企業動向

高炉3社/高水準の研究開発投資維持/25年度は1721億円、過去10年で最高

2026-07-05
高炉3社が2025年度に研究開発費1721億円を計上し、製鉄工程の脱炭素化や次世代自動車向けハイテン提案を強化する方針

専門家の視点

構造の中心は、高炉3社が研究開発投資を過去最高の1,721億円まで積み上げたという実体と、その投資の主たる用途が「製鉄工程の脱炭素化」と「次世代自動車向けハイテン提案」の二本柱である点です。 ここでの「物語」は、脱炭素への取り組みと高付加価値製品による競争力強化を整合的に語っています。しかし、隠れた前提として「高炉自体の継続」が暗黙裡に措定されている点が構造的論点です。
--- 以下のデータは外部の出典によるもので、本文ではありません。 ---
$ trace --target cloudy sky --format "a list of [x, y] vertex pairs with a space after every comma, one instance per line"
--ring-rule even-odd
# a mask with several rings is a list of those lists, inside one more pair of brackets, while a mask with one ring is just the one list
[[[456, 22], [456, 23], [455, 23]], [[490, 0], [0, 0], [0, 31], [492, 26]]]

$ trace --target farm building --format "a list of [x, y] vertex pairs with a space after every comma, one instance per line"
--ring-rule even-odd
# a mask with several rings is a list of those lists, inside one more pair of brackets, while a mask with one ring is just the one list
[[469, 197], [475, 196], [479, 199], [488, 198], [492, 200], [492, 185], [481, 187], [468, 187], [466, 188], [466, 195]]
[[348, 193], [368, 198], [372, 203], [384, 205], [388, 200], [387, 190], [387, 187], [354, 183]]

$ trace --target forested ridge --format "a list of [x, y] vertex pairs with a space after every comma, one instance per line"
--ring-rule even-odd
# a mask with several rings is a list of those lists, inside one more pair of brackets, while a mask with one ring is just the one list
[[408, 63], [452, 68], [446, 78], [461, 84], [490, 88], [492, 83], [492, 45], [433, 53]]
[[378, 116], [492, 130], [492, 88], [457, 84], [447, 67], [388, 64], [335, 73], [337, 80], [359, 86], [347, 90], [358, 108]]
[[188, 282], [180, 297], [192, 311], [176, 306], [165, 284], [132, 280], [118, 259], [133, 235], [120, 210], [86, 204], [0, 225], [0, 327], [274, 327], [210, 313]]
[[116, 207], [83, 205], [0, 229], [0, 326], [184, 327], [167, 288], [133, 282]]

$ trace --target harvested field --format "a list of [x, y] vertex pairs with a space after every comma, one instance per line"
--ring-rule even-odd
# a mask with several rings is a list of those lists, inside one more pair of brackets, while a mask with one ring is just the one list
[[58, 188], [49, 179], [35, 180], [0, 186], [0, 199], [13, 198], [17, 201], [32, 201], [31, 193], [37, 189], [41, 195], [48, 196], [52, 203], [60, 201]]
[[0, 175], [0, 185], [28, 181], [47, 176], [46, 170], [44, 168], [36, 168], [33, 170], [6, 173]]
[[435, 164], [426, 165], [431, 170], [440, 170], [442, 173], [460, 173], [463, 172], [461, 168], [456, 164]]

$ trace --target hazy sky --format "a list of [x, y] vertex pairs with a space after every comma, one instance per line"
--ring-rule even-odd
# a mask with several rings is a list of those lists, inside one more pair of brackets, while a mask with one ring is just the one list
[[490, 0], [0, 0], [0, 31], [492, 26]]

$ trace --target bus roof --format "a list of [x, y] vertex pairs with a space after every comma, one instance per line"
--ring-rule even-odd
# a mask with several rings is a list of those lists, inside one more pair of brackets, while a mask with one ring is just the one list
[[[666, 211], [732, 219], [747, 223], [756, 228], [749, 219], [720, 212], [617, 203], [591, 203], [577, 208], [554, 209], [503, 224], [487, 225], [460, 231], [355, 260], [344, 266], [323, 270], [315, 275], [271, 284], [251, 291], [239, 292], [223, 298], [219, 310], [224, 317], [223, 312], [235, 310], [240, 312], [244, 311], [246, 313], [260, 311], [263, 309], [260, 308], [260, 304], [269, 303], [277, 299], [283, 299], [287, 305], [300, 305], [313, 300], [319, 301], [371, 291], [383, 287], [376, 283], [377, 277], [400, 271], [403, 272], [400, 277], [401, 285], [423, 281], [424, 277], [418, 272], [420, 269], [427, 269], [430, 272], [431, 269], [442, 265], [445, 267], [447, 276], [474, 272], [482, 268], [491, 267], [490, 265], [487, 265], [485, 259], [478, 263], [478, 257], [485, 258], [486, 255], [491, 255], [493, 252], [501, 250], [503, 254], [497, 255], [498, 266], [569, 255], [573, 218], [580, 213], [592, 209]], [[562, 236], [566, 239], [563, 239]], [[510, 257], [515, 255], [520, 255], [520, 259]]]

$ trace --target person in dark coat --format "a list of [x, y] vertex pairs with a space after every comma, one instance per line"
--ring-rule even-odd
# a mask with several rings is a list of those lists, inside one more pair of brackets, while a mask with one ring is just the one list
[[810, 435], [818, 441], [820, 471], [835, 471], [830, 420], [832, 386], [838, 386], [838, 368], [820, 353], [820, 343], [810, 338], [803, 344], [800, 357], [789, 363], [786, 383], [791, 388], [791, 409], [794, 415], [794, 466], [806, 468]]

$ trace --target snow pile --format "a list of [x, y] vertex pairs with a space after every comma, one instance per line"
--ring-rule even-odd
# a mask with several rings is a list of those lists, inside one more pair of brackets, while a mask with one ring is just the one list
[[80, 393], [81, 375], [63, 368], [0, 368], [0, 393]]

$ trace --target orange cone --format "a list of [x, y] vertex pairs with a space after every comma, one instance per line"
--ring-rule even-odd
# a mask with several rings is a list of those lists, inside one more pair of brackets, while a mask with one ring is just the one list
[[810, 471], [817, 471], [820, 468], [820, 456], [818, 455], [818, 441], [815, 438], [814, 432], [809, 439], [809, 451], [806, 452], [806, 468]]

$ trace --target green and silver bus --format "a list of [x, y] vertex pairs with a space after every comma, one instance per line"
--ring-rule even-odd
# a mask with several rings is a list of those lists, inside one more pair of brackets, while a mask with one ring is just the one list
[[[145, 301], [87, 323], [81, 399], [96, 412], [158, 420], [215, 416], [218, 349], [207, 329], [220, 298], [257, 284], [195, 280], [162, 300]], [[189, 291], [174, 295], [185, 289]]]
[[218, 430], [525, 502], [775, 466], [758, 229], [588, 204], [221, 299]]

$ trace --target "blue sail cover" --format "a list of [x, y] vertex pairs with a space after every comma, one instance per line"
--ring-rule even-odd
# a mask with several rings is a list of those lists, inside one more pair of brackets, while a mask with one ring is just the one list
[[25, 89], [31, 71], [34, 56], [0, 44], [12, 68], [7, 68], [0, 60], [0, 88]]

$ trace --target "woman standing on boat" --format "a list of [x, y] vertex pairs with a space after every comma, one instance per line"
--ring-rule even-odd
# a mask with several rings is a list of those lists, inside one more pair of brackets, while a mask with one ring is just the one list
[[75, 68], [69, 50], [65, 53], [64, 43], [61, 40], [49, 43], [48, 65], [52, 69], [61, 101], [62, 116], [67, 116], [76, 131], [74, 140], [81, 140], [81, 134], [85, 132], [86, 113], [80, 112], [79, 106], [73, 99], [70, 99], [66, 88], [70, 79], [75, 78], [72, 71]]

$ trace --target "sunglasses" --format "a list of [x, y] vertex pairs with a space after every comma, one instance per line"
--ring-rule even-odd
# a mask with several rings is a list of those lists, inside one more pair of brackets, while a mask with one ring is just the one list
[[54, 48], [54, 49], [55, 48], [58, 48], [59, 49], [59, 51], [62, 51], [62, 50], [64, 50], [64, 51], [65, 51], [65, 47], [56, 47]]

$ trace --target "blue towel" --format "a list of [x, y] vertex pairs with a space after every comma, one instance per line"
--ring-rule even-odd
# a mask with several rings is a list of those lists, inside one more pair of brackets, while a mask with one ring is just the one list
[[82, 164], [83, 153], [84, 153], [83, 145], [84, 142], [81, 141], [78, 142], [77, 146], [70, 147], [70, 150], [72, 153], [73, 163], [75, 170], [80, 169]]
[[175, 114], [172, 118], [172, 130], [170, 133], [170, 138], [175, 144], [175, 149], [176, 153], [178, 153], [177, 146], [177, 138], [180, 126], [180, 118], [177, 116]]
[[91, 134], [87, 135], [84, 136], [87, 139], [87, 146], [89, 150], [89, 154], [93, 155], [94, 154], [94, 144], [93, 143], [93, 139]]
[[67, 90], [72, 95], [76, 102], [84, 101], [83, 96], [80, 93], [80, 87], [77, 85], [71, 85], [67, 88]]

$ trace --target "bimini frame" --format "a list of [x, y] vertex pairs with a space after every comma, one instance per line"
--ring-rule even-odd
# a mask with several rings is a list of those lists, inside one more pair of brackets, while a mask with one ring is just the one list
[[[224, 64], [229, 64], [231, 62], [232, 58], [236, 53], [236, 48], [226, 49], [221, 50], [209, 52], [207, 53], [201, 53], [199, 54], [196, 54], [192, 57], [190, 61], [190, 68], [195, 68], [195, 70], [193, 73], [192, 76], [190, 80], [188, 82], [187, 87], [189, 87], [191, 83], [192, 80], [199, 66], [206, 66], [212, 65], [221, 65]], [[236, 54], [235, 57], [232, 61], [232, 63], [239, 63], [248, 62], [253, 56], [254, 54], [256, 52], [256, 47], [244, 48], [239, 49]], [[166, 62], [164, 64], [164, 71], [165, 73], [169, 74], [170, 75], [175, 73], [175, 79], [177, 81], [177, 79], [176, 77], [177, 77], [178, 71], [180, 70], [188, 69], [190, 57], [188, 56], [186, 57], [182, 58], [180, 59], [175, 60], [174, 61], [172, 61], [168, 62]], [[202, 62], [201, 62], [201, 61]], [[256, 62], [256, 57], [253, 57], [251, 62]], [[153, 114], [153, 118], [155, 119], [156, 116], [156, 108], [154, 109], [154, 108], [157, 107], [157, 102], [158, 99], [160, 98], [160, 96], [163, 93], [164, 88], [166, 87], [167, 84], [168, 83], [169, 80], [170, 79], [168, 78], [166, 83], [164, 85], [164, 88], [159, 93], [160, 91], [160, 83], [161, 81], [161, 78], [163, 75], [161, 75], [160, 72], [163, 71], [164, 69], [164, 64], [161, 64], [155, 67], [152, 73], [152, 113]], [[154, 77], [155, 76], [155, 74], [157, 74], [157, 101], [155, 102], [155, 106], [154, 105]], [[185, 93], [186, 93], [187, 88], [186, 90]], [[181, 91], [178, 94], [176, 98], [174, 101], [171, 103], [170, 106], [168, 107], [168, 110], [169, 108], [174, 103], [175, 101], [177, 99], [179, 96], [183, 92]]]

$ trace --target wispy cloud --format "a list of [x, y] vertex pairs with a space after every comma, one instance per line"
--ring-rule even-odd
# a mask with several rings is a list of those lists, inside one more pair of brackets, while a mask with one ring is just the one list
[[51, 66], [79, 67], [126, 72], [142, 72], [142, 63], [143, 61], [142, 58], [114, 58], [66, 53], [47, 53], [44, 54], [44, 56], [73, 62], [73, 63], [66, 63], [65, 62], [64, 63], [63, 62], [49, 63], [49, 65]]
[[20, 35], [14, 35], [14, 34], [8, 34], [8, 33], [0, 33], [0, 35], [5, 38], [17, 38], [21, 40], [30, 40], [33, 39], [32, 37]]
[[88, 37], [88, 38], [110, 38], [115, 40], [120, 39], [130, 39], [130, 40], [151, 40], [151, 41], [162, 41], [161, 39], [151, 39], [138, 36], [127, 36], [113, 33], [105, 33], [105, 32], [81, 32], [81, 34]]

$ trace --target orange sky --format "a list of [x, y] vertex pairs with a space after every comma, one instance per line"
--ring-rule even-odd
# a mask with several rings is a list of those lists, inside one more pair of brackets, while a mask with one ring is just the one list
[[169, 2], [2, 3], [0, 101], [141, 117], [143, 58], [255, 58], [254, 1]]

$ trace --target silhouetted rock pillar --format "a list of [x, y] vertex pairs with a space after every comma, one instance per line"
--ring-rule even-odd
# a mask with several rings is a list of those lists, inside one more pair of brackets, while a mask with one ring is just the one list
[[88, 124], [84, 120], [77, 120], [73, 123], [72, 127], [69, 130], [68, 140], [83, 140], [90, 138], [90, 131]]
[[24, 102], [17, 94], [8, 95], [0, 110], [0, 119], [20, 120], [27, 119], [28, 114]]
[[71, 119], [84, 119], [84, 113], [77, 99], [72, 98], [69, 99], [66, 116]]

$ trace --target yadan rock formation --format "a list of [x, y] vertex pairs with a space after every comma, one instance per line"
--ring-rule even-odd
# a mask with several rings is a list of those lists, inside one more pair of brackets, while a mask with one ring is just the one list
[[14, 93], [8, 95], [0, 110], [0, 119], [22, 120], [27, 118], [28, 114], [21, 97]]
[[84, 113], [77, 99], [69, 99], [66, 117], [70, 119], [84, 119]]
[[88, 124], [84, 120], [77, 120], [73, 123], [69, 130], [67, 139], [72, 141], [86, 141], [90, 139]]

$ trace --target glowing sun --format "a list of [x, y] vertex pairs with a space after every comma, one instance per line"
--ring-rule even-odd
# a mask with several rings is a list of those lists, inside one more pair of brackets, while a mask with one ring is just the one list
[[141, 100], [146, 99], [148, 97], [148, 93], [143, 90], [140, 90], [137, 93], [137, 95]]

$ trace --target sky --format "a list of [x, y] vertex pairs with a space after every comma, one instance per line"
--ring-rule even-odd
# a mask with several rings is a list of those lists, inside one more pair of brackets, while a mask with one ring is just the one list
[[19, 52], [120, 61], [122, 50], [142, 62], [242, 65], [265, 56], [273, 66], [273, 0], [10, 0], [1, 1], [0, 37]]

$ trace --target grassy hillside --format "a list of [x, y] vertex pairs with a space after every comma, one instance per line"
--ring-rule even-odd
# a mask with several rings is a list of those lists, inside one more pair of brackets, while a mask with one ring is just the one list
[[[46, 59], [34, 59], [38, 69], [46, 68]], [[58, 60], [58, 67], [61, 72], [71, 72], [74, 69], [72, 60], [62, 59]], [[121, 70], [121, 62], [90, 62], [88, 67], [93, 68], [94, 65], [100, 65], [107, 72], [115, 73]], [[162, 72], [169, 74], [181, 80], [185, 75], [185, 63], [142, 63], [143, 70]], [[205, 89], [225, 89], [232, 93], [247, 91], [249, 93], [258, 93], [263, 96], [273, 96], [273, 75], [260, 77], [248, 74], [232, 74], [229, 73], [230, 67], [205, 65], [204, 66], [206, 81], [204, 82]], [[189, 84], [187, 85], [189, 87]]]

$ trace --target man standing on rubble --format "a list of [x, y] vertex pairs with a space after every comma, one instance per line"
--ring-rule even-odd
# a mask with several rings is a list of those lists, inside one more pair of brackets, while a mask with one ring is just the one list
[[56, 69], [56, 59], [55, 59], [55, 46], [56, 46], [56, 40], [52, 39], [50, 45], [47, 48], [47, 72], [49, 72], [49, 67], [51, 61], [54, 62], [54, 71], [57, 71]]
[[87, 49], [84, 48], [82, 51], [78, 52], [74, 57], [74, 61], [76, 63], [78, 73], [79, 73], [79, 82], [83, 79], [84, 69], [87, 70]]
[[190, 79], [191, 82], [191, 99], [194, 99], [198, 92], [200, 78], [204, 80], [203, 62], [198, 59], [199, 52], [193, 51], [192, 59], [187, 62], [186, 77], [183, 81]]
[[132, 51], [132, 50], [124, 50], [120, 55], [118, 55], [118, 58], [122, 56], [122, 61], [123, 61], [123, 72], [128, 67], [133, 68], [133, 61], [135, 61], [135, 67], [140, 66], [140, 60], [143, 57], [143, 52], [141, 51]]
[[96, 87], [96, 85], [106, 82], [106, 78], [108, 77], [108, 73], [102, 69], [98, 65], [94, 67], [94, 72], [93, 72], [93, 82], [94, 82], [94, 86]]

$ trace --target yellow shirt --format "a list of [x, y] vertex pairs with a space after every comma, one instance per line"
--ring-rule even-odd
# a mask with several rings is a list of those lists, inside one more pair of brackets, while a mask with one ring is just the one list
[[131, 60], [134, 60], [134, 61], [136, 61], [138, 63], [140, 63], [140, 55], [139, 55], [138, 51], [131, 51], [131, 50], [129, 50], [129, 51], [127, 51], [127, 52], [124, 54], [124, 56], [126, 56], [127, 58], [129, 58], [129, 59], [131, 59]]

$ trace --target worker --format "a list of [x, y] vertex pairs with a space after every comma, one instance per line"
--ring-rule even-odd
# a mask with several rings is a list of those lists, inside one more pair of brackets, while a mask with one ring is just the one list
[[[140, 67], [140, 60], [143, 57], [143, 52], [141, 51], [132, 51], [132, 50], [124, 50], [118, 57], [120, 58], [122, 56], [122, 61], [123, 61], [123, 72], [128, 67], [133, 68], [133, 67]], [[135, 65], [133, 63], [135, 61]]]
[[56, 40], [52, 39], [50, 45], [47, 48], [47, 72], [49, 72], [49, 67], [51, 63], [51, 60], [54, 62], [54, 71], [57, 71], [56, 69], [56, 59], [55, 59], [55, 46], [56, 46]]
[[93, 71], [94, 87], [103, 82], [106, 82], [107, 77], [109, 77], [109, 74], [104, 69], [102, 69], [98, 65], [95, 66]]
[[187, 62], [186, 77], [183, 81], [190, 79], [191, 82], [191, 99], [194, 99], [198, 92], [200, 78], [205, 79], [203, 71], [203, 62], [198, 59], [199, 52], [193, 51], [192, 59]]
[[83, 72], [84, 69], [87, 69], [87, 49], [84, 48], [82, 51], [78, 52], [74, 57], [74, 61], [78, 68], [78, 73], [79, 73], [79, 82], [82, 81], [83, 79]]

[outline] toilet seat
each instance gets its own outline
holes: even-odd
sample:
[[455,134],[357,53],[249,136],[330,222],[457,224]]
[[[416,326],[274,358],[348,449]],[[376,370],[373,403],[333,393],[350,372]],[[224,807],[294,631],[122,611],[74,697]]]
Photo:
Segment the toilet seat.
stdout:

水素還元製鉄など高炉を前提とした技術と、電炉への転換では実体面の時間軸が根本的に異なります。 現段階で実体が示しているのは、投資は過去最高水準だが、それはCO2削減の実効性が不透明な開発段階に多く振り向けられており、スケールメリットのある高炉の維持コストと脱炭素の両立が現実的に可能かという問いには答えていません。期待先行の市場はグリーンウォッシュ懸念に敏感で、この投資水準だけでは評価を引き出しにくい状況です。 さらに、実行レイヤーの観点では、誰がこれらの技術を現場に実装するのかという人材課題が欠落しています。